June 20 (Bloomberg) -- Atlantic Power Corp. agreed to buy Capital Power Income LP for C$1.09 billion ($1.11 billion) in cash or shares, more than doubling its electric output capacity.
Capital Power’s unitholders will receive either C$19.40 in cash or 1.30 shares of Atlantic Power, which would be C$19.44 based on the June 17 closing price, the companies said today in a joint statement. The offer represents a 4.1 percent premium to the June 17 closing price.
Capital Power, based in Edmonton, Alberta, began a review of its strategic alternatives in October, including a potential sale. The deal, which was unanimously approved by both boards, is expected to be completed by the end of the year, according to the statement.
“This is a transformative transaction for Atlantic Power,” said Barry Welch, chief executive officer of the Boston-based company. The purchase will add 1,245 net megawatts to Atlantic Power’s holdings, from 871 megawatts today.
Atlantic Power is an independent producer of electricity with interests in 13 power-generation projects across 10 states, a biomass project under construction in Georgia and an electric transmission line in California, according to its website.
Capital Power, which was formed in 1997, saw its net income fall by nearly half to C$30.5 million in 2010 compared with C$57.6 million a year earlier, according to the company’s annual report.
TD Securities Inc. and Morgan Stanley were financial advisers to Atlantic Power.
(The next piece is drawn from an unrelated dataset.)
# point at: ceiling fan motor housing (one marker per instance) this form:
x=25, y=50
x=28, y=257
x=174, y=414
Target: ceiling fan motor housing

CIBC Worldmarkets Inc. and Greenhill & Co. Inc. were financial advisers to Capital Power. Goodmans LLP was Atlantic Power’s legal adviser, Frasier Milner Casgrain LLP and K&L Gates LLP served as legal advisers to the manager of Capital Power. Norton Rose OR LLP and Richard Shaw PC advised Capital Power.
Units of Capital Power rose 65 cents, or 3.5 percent, to C$19.28 at 3:59 p.m. on the Toronto Stock Exchange. Atlantic Power fell 7 cents to C$14.89 at 4 p.m.